Added the priority:backlog label as this is more of a report/discussion than a concrete suggestion at this point.

jugglinmike commented 5 years ago

After a little more investigation in differences between the two CI environments, I found another case where restarting improved result accuracy: cookies/http-state in Firefox.

On the one hand, these examples make restarting seem more appealing because they improve result accuracy. However, the practice doesn't actually fix problems--it just reduces their effect.

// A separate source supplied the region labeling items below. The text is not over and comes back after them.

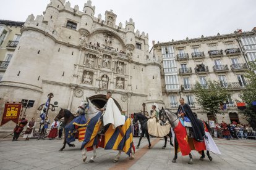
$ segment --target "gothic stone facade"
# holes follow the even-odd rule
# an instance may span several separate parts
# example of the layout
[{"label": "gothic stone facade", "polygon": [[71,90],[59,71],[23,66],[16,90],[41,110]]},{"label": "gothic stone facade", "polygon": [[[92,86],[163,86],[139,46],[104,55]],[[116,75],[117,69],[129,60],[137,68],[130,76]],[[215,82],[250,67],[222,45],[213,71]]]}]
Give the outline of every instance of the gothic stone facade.
[{"label": "gothic stone facade", "polygon": [[51,120],[60,107],[74,112],[87,97],[102,100],[107,91],[126,115],[140,111],[143,103],[148,111],[153,103],[163,105],[160,65],[150,56],[148,34],[135,31],[132,18],[124,27],[116,25],[113,11],[103,19],[95,10],[90,1],[80,11],[51,0],[43,16],[29,15],[0,83],[1,102],[35,100],[26,115],[38,118],[36,108],[53,92],[51,103],[58,108],[49,111]]}]

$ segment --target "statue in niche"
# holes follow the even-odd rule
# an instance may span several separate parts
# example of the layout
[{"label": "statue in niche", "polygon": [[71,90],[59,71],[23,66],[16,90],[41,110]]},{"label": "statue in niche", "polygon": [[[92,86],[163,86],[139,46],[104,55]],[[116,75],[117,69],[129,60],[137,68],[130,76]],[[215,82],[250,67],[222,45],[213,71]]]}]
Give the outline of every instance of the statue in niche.
[{"label": "statue in niche", "polygon": [[82,46],[84,46],[85,45],[85,37],[84,35],[82,35],[79,38],[79,45]]},{"label": "statue in niche", "polygon": [[109,59],[108,59],[108,56],[106,56],[105,59],[103,60],[103,67],[109,68]]},{"label": "statue in niche", "polygon": [[114,22],[114,19],[112,17],[108,17],[108,22],[107,22],[107,25],[110,26],[113,26],[113,22]]},{"label": "statue in niche", "polygon": [[121,80],[121,78],[116,81],[116,88],[120,89],[124,89],[124,81]]},{"label": "statue in niche", "polygon": [[101,78],[101,81],[102,81],[102,88],[103,89],[106,89],[108,87],[108,78],[106,76],[106,75],[104,75],[103,77]]},{"label": "statue in niche", "polygon": [[93,67],[94,59],[92,55],[88,59],[88,67],[92,68]]},{"label": "statue in niche", "polygon": [[122,73],[122,64],[120,63],[117,65],[117,73]]},{"label": "statue in niche", "polygon": [[92,84],[92,76],[89,75],[89,72],[87,72],[87,74],[83,76],[83,83]]}]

In this latest case, Firefox was leaking state due to an actual conformance issue. Even so, it's far better to assert those expectations explicitly and deterministically. That's what I'm arguing in my patch for the tests, anyway. Restarting between those cookies tests brought Firefox's pass rate up from 8% to 31%, but fixing the underlying problem led to a 73% pass rate (and without making the tests any slower). The only trouble is that finding and implementing the "real" solution will always take much more effort than simply removing --no-restart-after-failure.

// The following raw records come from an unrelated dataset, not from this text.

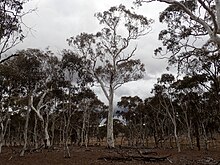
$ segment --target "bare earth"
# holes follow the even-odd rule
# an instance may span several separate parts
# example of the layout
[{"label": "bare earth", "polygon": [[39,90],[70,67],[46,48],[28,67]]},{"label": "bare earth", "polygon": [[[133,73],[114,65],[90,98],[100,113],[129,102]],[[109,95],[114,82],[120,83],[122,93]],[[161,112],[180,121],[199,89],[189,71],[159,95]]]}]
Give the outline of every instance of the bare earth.
[{"label": "bare earth", "polygon": [[[220,165],[220,147],[211,148],[209,151],[186,149],[178,153],[176,149],[106,149],[105,147],[73,146],[70,148],[71,158],[64,158],[63,150],[59,147],[27,152],[24,157],[19,157],[19,151],[18,147],[14,147],[13,150],[10,147],[4,147],[3,153],[0,154],[0,165]],[[147,161],[142,158],[147,158]],[[148,161],[148,158],[153,159]]]}]

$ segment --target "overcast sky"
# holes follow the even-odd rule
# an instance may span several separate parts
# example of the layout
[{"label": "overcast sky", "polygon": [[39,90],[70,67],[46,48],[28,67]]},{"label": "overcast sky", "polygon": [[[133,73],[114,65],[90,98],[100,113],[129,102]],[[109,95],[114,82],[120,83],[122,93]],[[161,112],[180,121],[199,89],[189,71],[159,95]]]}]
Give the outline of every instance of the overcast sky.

foolip commented 5 years ago

If we invert the default, which seems reasonable at least in the absence of expectations data, how would we keep discovering these discrepancies? Maybe set up a weekly run that differs only in this flag?

jugglinmike commented 5 years ago

Yeah, that's what I was thinking, too (though I kind of hid it at the end of the initial report above).

foolip commented 5 years ago

That seems reasonable, certainly if the time saving from making the switch more than makes up for the cost of an extra run per week, which seems likely.

The hard part in practice I guess would be to actually keep caring about discrepancies, since diagnosing/fixing them will be laborious, and sometimes shards cross directory boundaries so nobody will want to take the issue until it's probably their problem.